Sperm get lost in microgravity conditions, and this could seriously affect space travel. Image source: popsci.com
Sperm from humans, mice, and pigs cannot find their way to the egg when gravity is removed — even though they swim at normal speed. A new study from the University of Adelaide has shown that weightlessness doesn’t slow sperm down but disorients them: they literally get lost. And this could become one of the major problems for future space colonies. This is not the first attempt to understand whether natural conception in weightlessness is even possible.
What Happens to Sperm in Zero Gravity: Experiment Results
Researchers from the Robinson Institute at the University of Adelaide (Australia) set out to test how microgravity affects sperm’s ability to reach the egg. To do this, they used sperm samples from three mammalian species — humans, mice, and pigs — and placed them in a special maze simulating the female reproductive tract.
Weightlessness was simulated on Earth using a 3D clinostat — a device that continuously rotates samples in multiple planes. The device works by “continuously rotating cells or samples in multiple directions, essentially randomizing the direction of gravitational pull so quickly that cells never have time to settle or orient themselves,” explained senior author Nicole McPherson. From the cell’s perspective, there is no constant “up” or “down” — it experiences a kind of continuous free fall that approximates weightlessness in space.
3D clinostat — a device that simulates weightlessness by rotating samples in multiple planes
This is the first time it has been shown that gravity is an important factor in sperm’s ability to navigate a channel resembling the reproductive tract. The results were published on March 26, 2026, in the journal Communications Biology.
Why Sperm Lose Their Orientation in Zero Gravity
The results were unambiguous: scientists observed a significant decrease in the number of sperm that successfully passed through the maze chamber under microgravity conditions compared to normal gravity. For human sperm, navigational efficiency dropped by approximately 40%.
At the same time — and this is perhaps the most curious detail — the physical movement of sperm did not change: they swam at normal speed but simply couldn’t stay on course. The problem was not with the “engine” but with the “navigator.”
Without gravity, sperm swim at normal speed but lose direction
Why does this happen? The team led by reproductive immunologist Hannah Lyons doesn’t know for certain yet. Researchers suggest that without the usual gravitational pull, sperm lose contact with the walls of the channel, which may provide directional cues. Simply put, under normal conditions, gravity helps sperm “feel” the walls of the reproductive tract and move along them — much like how we navigate a dark corridor by touching the walls with our hands. Without gravity, this contact is lost, and the cells begin to wander.
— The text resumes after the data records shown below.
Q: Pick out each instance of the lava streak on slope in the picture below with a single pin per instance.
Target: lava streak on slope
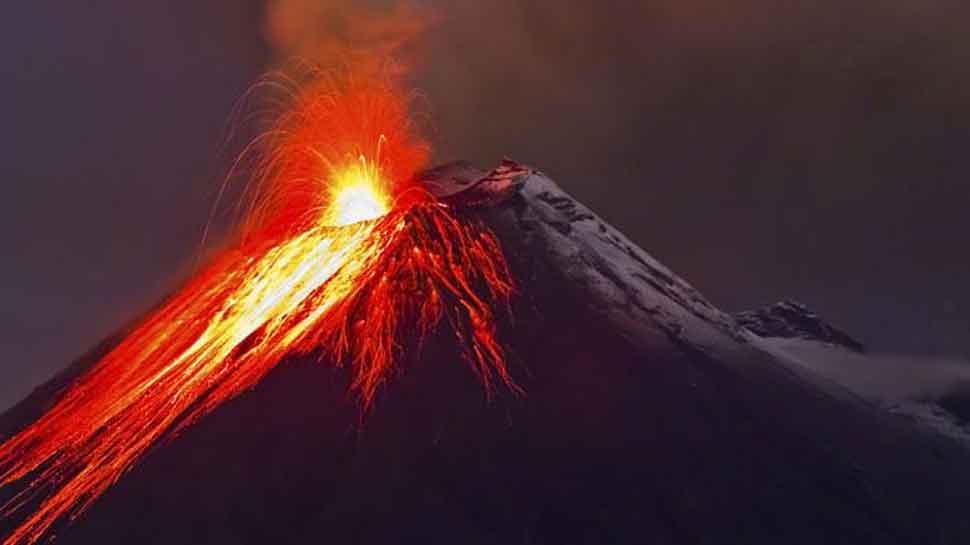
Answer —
(343, 255)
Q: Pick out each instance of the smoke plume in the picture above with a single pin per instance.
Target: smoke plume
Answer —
(329, 32)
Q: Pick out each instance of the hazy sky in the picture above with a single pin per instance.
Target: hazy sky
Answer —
(762, 149)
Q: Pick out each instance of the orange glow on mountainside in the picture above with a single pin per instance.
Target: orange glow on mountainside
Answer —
(342, 256)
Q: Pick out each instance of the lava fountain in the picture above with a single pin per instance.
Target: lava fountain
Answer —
(341, 255)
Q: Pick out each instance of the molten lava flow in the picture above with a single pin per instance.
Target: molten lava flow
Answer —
(339, 257)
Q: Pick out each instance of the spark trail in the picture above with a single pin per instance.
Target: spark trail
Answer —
(341, 256)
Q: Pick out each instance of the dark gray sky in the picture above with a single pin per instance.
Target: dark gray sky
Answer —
(762, 149)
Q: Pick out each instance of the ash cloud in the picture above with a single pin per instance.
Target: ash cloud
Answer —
(329, 32)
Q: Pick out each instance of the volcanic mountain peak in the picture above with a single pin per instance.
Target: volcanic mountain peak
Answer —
(649, 416)
(789, 319)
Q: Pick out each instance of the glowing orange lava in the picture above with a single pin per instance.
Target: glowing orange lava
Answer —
(341, 256)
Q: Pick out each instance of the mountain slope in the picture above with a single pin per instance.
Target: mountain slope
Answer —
(649, 417)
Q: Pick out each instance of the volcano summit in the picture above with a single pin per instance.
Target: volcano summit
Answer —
(633, 411)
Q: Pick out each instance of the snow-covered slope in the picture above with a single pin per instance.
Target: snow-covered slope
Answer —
(649, 416)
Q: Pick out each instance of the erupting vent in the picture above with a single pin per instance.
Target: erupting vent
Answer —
(341, 252)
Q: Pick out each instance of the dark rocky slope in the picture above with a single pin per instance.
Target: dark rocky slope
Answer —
(649, 417)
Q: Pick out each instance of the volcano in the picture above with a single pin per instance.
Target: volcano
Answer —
(640, 413)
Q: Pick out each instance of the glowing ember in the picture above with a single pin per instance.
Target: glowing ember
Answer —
(325, 264)
(356, 195)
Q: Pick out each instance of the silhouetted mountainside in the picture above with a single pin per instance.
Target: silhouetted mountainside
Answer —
(649, 417)
(790, 319)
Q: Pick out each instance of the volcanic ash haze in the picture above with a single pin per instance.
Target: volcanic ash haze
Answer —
(649, 416)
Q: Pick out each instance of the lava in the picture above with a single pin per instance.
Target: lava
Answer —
(342, 256)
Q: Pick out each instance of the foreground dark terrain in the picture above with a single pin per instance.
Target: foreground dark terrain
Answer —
(648, 416)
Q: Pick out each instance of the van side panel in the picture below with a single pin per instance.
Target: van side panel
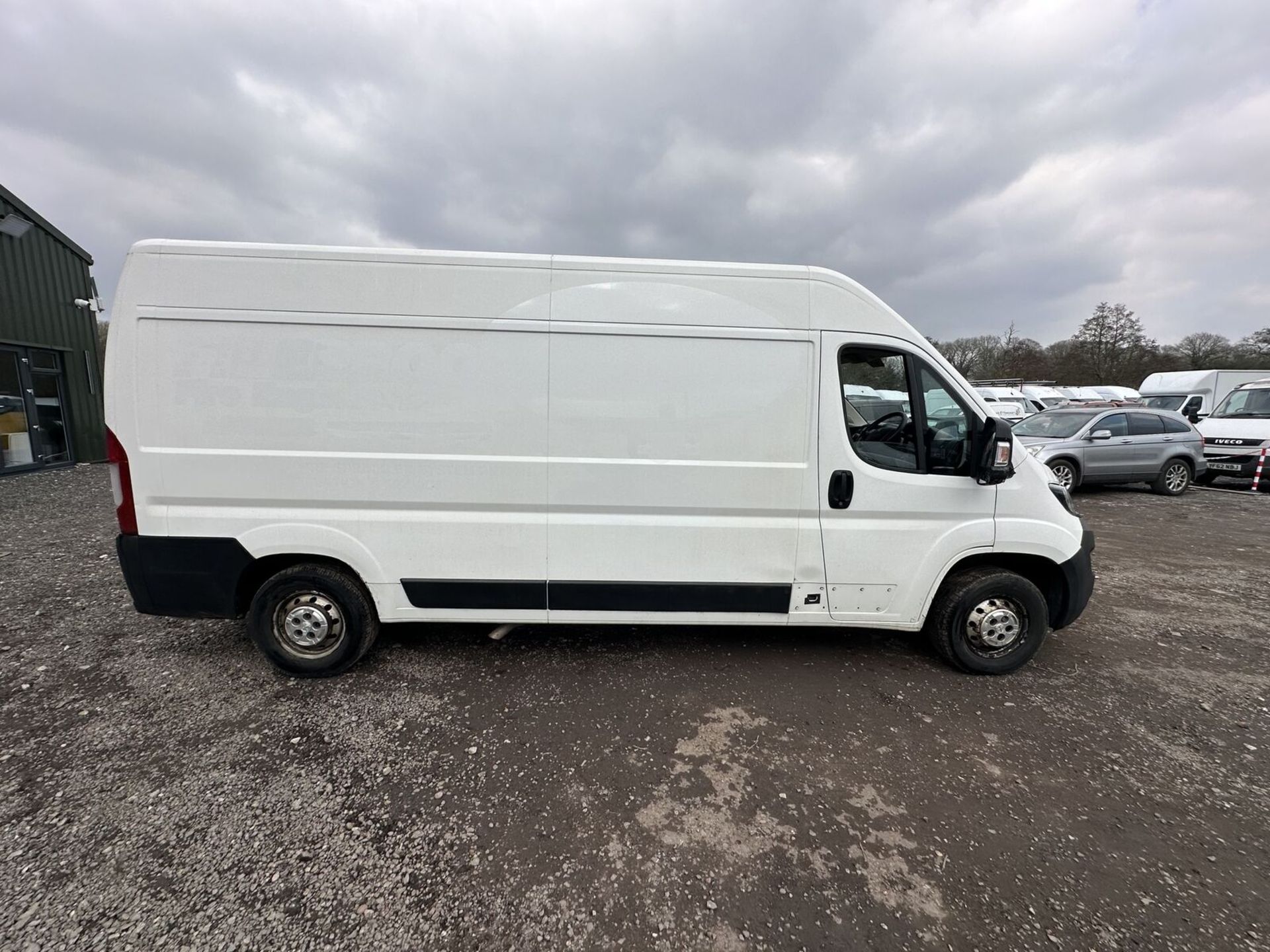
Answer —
(409, 447)
(679, 455)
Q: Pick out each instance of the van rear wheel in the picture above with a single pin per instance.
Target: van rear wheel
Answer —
(313, 621)
(987, 621)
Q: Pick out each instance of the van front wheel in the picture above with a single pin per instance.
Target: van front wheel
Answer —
(313, 621)
(987, 621)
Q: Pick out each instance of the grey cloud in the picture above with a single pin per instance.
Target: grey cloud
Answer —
(974, 164)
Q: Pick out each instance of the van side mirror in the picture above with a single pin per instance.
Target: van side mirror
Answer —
(994, 452)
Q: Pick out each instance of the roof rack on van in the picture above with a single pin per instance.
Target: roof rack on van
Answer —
(1011, 382)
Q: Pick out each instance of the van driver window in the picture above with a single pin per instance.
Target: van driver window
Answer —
(948, 428)
(875, 401)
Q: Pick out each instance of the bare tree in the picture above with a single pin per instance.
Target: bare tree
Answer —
(1111, 342)
(1202, 350)
(1257, 344)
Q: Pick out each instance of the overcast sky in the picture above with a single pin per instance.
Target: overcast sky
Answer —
(973, 163)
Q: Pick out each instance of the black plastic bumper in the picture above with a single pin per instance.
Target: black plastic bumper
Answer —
(1248, 466)
(183, 576)
(1079, 575)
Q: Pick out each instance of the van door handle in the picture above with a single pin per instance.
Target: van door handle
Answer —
(842, 487)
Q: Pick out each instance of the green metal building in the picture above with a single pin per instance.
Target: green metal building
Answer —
(50, 368)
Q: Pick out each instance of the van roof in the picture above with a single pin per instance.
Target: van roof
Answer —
(251, 249)
(833, 299)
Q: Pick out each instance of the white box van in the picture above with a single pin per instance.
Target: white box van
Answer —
(327, 440)
(1238, 432)
(1193, 394)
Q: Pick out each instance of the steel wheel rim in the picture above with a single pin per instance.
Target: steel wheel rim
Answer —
(309, 625)
(996, 626)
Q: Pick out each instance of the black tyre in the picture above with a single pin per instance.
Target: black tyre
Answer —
(313, 621)
(1174, 479)
(1066, 473)
(987, 621)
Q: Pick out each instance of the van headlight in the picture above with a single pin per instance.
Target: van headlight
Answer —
(1064, 496)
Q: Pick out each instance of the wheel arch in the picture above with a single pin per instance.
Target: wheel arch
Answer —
(265, 568)
(1071, 461)
(1040, 571)
(1180, 459)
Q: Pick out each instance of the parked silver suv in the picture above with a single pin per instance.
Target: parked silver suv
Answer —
(1119, 444)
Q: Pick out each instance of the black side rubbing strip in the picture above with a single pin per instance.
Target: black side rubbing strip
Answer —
(476, 593)
(668, 597)
(599, 596)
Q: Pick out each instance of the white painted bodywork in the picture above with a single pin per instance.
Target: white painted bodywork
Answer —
(1210, 386)
(454, 415)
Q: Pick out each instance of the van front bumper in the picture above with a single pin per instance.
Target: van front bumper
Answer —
(183, 576)
(1238, 466)
(1079, 584)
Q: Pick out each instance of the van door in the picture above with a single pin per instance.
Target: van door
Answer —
(898, 500)
(677, 463)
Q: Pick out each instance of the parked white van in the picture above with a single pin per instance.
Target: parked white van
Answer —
(327, 440)
(1193, 394)
(1238, 433)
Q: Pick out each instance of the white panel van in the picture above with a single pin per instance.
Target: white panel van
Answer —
(328, 440)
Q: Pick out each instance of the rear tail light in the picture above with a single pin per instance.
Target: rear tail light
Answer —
(121, 483)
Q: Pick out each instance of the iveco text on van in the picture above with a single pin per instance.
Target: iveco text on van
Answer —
(329, 440)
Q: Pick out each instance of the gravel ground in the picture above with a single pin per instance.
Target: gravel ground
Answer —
(639, 789)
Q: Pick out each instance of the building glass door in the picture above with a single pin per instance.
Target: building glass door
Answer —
(33, 430)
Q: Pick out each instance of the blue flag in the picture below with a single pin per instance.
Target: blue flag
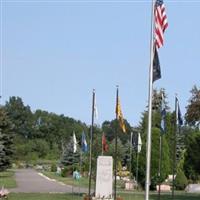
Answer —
(163, 115)
(84, 146)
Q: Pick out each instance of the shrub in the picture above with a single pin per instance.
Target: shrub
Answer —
(181, 180)
(67, 171)
(53, 167)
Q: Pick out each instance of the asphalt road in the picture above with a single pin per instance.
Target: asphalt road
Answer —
(30, 181)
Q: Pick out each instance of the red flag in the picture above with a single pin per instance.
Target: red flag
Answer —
(104, 143)
(161, 23)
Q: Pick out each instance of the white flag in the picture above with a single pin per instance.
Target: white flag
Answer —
(74, 143)
(139, 143)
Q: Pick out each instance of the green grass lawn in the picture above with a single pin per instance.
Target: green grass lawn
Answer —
(132, 196)
(7, 179)
(83, 182)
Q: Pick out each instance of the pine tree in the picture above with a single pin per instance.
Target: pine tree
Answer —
(6, 141)
(69, 158)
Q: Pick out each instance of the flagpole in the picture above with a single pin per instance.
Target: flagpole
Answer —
(131, 147)
(148, 150)
(137, 169)
(91, 144)
(160, 165)
(116, 135)
(174, 150)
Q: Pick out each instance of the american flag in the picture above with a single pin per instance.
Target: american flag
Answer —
(160, 23)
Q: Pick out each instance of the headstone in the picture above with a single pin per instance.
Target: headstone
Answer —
(104, 179)
(163, 188)
(129, 185)
(193, 188)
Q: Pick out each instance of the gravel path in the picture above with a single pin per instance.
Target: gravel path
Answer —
(30, 181)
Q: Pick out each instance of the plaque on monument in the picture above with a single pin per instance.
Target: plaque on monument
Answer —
(104, 178)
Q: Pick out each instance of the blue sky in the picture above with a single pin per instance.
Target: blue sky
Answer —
(55, 52)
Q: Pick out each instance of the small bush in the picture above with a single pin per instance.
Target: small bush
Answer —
(67, 171)
(181, 180)
(53, 167)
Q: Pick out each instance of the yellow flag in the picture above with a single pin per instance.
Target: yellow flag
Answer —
(120, 115)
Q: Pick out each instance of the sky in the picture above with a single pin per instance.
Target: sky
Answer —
(54, 53)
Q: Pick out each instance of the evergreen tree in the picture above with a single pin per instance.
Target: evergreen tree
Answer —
(192, 115)
(6, 141)
(69, 157)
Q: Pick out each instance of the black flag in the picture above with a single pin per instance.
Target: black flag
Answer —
(156, 66)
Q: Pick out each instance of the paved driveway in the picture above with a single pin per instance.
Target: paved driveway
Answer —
(29, 181)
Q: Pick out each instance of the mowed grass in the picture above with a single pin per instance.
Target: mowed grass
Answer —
(179, 196)
(37, 196)
(83, 182)
(7, 179)
(132, 196)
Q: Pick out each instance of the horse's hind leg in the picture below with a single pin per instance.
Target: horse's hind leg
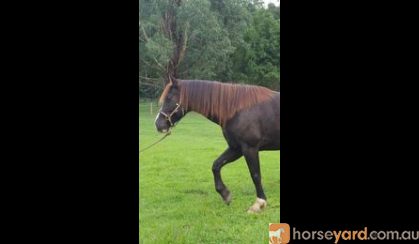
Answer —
(228, 156)
(252, 159)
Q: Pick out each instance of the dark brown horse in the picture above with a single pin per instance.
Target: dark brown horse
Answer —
(248, 115)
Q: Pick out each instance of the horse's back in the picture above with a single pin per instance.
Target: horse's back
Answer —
(258, 126)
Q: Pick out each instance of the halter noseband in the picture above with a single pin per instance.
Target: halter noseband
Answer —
(169, 117)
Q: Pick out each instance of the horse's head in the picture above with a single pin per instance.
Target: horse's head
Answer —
(171, 110)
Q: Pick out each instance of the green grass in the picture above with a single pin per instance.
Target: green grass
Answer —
(178, 201)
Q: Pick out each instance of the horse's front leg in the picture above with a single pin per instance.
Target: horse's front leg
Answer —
(251, 155)
(228, 156)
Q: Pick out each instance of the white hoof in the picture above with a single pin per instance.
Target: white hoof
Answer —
(257, 206)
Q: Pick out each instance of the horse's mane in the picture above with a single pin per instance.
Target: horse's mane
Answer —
(219, 100)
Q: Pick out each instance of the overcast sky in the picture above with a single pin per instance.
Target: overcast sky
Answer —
(276, 2)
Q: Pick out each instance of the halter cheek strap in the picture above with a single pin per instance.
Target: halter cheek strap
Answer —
(169, 116)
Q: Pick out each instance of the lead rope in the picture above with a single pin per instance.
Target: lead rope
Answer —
(161, 139)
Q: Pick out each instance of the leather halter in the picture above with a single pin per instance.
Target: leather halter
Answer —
(169, 116)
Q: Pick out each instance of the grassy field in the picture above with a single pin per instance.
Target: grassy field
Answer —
(178, 201)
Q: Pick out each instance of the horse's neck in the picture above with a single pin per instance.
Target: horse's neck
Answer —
(211, 118)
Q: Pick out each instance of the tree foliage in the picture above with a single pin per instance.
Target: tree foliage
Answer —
(224, 40)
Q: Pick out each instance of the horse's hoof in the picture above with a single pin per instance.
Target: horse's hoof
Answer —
(258, 206)
(227, 199)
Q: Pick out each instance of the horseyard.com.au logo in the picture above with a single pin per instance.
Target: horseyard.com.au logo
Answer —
(279, 233)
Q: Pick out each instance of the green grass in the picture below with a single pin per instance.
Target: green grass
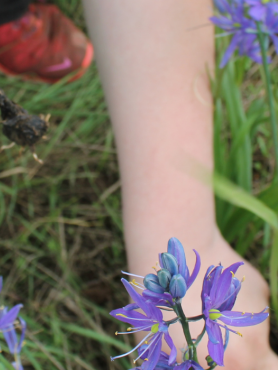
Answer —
(61, 241)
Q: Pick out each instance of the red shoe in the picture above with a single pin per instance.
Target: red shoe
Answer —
(44, 45)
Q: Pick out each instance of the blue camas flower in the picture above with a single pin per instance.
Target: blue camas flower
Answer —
(163, 360)
(189, 365)
(15, 343)
(152, 322)
(174, 276)
(243, 30)
(258, 8)
(7, 318)
(219, 294)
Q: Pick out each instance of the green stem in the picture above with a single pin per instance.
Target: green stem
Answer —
(185, 326)
(195, 318)
(200, 336)
(270, 98)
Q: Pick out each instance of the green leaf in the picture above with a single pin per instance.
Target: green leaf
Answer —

Can We Reproduce in Space: Problems with Fertilization
Loss of orientation is not the only problem. Even if a sperm cell does manage to reach the egg, the subsequent process is also disrupted. When mouse sperm spent four hours in simulated weightlessness and were then introduced to eggs, the number of successful fertilizations dropped by 30% compared to normal conditions.
Longer exposure proved even more damaging: developmental delays were observed and, in some cases, a reduction in the number of cells that form the fetus during the earliest stages of embryo development.
Whether the same holds true for humans remains unclear, but in the clinostat, human and mouse sperm behaved similarly. This makes the results concerning, though still preliminary: the study was conducted not in space but in a laboratory simulator, and it still needs to be confirmed under real weightlessness conditions.
How Progesterone Helps Sperm Navigate in Zero Gravity
However, the study also brought an encouraging result. Gravity is not the only force sperm use for navigation. Scientists were able to guide human sperm to the end of the maze even under microgravity conditions — by laying down a strong chemical “trail” using the hormone progesterone.
Progesterone works as a chemical signal — a kind of “biological beacon” that the egg releases during ovulation. Chemotaxis (cell movement along a chemical gradient) partially compensated for the absence of gravity.
However, there is a significant caveat: the concentrations of progesterone needed to achieve the effect were significantly higher than those naturally present in the female reproductive tract. So this is not yet a ready-made solution for space colonists, but rather a direction for further research.
Progesterone helps sperm find the egg even without gravity — but in elevated doses
At the same time, many healthy embryos still formed even when fertilization occurred under such conditions — this gives hope that reproduction in space may one day become possible.
Can Humans Reproduce in Space: What We Already Know
This study is part of a growing body of work trying to answer a fundamental question: will humanity be able to reproduce beyond Earth? And for now, the answer is more like “we don’t know.”
As early as 1987, the Soviet mission “Cosmos-1887” with rats and 1998 experiments with mouse embryos on the shuttle Columbia pointed to reproductive problems in space. In 2018, NASA’s Micro-11 mission sent human sperm to the ISS for the first time to study the effects of weightlessness. Previous experiments with sea urchin and bull sperm showed that motility activation behaves differently in microgravity.